Tuesday, July 29, 2008


i/o oddity

I'm often baffled when I look at a computer's on/off switch. Since "on" and "off" both start with "o," I can't remember which one, inexplicably, is represented by "i." So I just flip the switch-- it usually doesn't matter.

But why have that shorthand anyways? Is "on" and "off" just too onerous to write out?

I suspect it has something to do with the development of computers into a professional pursuit-- it needed its own language and symbols (beyond the symbols of computer code) to express that it requires specialized skill.

Or else, "on" and "off" are just too long to write out.

I could be completely wrong, but I had heard that the on/off switch has a 1 and a zero because in binary 1 is on and 0 is off.
NERD ALERT! hahah Just kidding
Anonymous 9:21 is right, except that i/o is actually I and O and not 1 and 0. I is on and 0 is off. It's a simplified form of input/output, which is the basis of the entire computing architecture, more or less.
Actually, they're taken from circuit symbols. A straight line means it will pass current easily (on or full power), a circle means the circuit will not pass current (off). You get mixes of these symbols to indicate other uses in computers, like most computer "reset" buttons have a circle w/ a line through it, indicating it performs both functions. You can check the IEEE specs from wikipedia. If you think in these terms (line means power flows), then it may be easier to remember.
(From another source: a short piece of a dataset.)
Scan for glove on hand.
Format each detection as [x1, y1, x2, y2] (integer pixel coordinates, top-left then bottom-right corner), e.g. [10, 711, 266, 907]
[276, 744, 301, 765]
Having been electrocuted as a result of misreading a circuit diagram, I find it fairly easy to remember. :)
I think you're all wrong. I've read The Da Vinci Code, and Dan Brown says that the circle represents the Holy Grail and the line represents the path you take to get there. (It used to be underneath a church in Scotland, but the last big cheese in the Knights Templar, Bill Gates, moved it.)
The first computers were invented by the Irish, right before the unrelated discovery of how to shut off electrical current in Ontario. You can figure it out from there.